As for liberals, a mass email I received from MoveOn warns that Trump may use the meeting with Kim “to provide cover to justify even more aggression.” That may be so.

The left takes a different tack. We recognize North Korea has legitimate security concerns. Kim does not want to join Saddam Hussein and Muammar Gaddafi. Nukes are Kim’s hedge against overthrow by the US. Further, we on the left are confident that Kim will not initiate the use of nuclear weapons because he knows that he would be obliterated. Knowing all this, the left has never surrendered to the prevailing hysteria that Kim must be disarmed at all costs.
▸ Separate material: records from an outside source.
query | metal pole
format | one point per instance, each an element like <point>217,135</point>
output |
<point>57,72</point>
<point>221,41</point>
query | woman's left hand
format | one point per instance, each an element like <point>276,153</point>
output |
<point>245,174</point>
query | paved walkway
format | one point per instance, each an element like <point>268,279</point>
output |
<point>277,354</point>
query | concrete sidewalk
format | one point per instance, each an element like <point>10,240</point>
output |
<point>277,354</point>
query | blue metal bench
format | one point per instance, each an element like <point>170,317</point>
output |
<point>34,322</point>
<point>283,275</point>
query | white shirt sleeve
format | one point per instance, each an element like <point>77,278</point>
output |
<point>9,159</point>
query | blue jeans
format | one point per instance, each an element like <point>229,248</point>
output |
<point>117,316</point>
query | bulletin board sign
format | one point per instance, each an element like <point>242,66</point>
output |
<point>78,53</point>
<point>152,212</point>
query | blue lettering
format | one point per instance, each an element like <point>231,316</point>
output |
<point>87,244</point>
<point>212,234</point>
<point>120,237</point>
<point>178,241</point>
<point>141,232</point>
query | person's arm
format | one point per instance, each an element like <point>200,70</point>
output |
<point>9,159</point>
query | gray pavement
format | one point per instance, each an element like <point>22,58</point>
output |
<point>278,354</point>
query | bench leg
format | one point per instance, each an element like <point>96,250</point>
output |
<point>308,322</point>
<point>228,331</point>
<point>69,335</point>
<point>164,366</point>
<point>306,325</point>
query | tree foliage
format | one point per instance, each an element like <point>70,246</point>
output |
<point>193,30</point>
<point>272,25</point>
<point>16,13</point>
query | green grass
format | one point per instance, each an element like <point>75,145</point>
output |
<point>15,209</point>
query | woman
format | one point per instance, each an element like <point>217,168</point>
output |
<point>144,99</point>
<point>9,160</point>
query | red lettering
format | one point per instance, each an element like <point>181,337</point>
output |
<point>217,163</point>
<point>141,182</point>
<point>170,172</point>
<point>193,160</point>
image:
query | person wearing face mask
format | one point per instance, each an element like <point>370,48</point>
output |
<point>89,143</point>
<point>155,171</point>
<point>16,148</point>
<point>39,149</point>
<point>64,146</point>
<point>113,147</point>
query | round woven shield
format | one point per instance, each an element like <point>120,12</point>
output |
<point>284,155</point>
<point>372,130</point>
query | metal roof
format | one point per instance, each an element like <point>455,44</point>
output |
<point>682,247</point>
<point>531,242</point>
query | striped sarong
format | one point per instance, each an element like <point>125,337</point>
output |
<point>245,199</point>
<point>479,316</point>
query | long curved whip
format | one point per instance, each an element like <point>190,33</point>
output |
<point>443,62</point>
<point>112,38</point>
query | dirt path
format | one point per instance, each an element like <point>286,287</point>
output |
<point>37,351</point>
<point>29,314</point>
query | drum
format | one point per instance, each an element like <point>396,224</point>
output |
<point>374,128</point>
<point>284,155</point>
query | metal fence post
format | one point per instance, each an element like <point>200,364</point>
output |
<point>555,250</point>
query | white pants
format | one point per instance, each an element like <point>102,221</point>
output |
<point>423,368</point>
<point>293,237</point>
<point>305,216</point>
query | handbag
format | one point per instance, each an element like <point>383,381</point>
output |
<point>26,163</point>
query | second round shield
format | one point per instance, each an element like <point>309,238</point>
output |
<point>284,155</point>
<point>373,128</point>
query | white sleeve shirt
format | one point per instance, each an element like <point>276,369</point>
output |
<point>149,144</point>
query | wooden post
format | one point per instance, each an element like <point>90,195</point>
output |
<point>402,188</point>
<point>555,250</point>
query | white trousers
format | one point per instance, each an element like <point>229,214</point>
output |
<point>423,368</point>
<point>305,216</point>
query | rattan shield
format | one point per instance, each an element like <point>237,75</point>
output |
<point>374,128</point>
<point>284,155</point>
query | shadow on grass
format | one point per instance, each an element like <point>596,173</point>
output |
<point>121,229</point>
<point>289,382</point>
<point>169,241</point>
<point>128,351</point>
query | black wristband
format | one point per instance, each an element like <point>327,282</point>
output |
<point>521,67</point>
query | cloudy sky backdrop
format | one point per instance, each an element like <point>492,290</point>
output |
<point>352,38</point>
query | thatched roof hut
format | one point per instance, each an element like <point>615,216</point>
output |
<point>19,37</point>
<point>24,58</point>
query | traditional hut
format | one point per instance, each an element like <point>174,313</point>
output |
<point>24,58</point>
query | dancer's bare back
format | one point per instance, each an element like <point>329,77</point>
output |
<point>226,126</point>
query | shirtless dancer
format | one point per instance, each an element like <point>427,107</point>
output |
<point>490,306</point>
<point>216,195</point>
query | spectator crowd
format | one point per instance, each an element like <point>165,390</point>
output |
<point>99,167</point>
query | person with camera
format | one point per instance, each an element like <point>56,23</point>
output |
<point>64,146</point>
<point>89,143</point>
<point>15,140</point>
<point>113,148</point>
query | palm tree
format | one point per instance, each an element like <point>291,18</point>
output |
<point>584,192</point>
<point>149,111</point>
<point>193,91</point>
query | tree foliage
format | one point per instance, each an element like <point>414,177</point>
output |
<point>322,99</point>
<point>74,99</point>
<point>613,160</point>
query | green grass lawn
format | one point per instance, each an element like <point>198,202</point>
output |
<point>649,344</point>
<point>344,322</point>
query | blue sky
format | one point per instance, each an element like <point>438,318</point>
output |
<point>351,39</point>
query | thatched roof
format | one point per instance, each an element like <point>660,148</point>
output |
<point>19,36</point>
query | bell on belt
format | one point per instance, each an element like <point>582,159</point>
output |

All nuclear states must disarm. That includes the possessor of the world’s biggest nuclear stockpile, the US.

This brings us back to the sale of nuclear reactors to Saudi Arabia. I can think of nothing with as much potential to set the Middle East on fire. (I can’t, but Trump managed to do so when he announced that the US Embassy would be relocated to Jerusalem, and that the US would recognize Jerusalem as the capital of the State of Israel.)

Fortunately, Congress can quash the deal. Under Section 123 of the Atomic Energy Act of 1954, Congress has the power to block any transfer of nuclear technology outside the US. We must demand that Congress reject the Saudi deal.